Children with multiple sclerosis have better outcomes if they are treated early and with the same high-effective therapies as adults.
- Multiple sclerosis patients treated with highly effective disease-modifying treatments during the initial phases of their disease had less risk of their disability worsening.
- The disease-modifying treatments in question include highly effective antibodies that change the behavior of a person’s immune system.
- Thus, children should benefit from the same high-effective treatments as those offered to adults, as soon as possible after diagnosis, in order to better preserve their neurological capacities.

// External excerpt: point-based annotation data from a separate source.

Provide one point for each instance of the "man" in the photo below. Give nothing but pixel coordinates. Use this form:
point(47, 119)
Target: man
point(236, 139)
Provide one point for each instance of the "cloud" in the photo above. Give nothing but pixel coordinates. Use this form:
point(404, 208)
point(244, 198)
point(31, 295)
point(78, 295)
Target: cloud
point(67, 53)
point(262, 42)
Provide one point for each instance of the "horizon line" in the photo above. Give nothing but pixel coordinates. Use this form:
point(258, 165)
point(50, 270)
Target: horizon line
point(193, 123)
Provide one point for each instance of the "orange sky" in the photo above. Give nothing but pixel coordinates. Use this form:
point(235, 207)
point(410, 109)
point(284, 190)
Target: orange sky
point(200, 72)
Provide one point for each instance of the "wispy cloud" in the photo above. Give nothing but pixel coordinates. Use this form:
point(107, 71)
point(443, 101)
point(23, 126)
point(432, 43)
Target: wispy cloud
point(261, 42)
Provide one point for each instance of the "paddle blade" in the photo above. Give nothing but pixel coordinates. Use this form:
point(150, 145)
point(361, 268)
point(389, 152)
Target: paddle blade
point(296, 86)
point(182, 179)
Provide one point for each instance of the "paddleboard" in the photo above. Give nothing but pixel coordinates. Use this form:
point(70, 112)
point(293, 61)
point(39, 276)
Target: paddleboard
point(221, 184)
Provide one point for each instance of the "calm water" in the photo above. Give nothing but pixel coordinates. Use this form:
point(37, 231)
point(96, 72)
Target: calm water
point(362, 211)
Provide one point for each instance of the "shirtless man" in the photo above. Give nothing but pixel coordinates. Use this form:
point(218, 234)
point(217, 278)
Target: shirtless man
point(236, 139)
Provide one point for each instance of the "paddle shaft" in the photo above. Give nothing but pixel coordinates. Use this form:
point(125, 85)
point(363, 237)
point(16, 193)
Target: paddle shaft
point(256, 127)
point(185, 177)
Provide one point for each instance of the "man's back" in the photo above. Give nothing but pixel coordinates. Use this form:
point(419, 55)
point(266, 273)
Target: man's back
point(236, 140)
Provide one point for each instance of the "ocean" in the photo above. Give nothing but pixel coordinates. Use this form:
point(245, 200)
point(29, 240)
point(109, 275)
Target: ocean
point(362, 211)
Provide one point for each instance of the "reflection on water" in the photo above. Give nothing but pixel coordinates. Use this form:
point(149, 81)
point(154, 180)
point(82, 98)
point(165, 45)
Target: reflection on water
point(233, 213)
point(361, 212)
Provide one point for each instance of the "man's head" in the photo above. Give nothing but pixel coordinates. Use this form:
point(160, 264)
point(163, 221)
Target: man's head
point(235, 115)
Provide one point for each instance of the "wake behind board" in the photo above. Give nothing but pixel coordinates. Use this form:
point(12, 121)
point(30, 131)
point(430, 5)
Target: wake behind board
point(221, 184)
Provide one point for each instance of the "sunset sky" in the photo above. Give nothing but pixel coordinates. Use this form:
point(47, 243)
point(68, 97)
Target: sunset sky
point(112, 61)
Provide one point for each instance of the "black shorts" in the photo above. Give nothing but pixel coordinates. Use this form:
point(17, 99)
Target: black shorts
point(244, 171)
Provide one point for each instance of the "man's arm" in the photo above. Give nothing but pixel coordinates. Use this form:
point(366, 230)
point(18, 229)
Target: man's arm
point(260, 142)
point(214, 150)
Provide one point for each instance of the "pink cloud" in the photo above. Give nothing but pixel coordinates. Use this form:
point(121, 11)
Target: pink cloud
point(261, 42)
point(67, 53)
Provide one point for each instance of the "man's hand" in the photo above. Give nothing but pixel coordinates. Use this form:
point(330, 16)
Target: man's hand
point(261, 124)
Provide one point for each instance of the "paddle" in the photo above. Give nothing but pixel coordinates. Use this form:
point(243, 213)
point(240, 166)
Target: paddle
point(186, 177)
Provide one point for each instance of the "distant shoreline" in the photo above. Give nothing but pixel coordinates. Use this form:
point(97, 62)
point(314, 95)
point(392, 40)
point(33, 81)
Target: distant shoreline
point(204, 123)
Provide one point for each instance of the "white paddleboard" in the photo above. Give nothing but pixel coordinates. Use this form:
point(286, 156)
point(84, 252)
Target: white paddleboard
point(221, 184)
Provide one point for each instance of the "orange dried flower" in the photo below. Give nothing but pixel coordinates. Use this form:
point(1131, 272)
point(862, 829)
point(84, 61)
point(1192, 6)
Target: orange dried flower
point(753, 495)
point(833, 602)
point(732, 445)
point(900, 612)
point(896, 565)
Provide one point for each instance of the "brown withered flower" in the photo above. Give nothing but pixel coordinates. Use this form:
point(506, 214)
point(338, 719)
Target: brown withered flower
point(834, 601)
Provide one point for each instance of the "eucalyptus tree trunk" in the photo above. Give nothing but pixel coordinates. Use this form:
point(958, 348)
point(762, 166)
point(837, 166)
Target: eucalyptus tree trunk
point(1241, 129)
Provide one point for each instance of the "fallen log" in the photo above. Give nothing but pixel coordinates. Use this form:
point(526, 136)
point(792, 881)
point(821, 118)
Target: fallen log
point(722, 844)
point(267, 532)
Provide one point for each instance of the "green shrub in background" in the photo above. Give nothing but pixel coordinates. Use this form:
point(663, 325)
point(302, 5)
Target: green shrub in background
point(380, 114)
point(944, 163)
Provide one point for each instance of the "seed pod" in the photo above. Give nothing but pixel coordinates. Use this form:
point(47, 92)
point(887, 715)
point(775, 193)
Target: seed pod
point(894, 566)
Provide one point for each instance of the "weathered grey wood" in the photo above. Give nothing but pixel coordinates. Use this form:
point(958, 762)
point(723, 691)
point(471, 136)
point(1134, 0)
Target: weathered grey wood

“Highly effective disease-modifying treatments have been shown to slow the exacerbation of disability in adults with relapsing-remitting multiple sclerosis (MS). However, their impact on the worsening of disability in pediatric multiple sclerosis (MS) , particularly in the early stages, is not well understood. indicated Australian and Italian researchers. Thus, in a recent study, they wanted to evaluate the influence of high-effectiveness therapies on transitions between five disability states, ranging from minimal disability to gait disorders and secondary progressive multiple sclerosis, in people affected by this autoimmune disease since childhood.
Multiple sclerosis appeared at age 15-24 in participants
For the purposes of the work, the scientists analyzed global information from 151 centers spread across 41 countries. This data included 5,224 adults diagnosed with multiple sclerosis as children over the past 30 years. Among volunteers, the average age of onset of the pathology was 15-24 years. The impact of high-efficacy disease-modifying treatments (alemtuzumab, cladribine, daclizumab, fingolimod, mitoxantrone, natalizumab, ocrelizumab, rituximab, or autologous hematopoietic stem cell transplantation) and low-efficacy disease-modifying treatments (dimethyl fumarate, acetate of glatiramer, interferon beta or teriflunomide), was evaluated on the progression of the disease compared to no treatment.
Disability: children should be “treated early to preserve” their neurological abilities
According to the results, published in the journal The Lancet Child & Adolescent Health, patients who benefited from the most effective treatments, which modify the behavior of the patient’s immune system, from the start of diagnosis, were less likely to see their disability worsen. Another observation: all treatments, even those whose effectiveness was lower, were preferable to no treatment. “Based on our research, we recommend that patients with pediatric-onset multiple sclerosis be treated early in the course of the disease, when disability is still minimal, in order to preserve neurological abilities before they become impaired. are damaged (…) We hope that our study will have political implications. concluded Dr. Sifat Sharminresearcher at the University of Melbourne (Australia).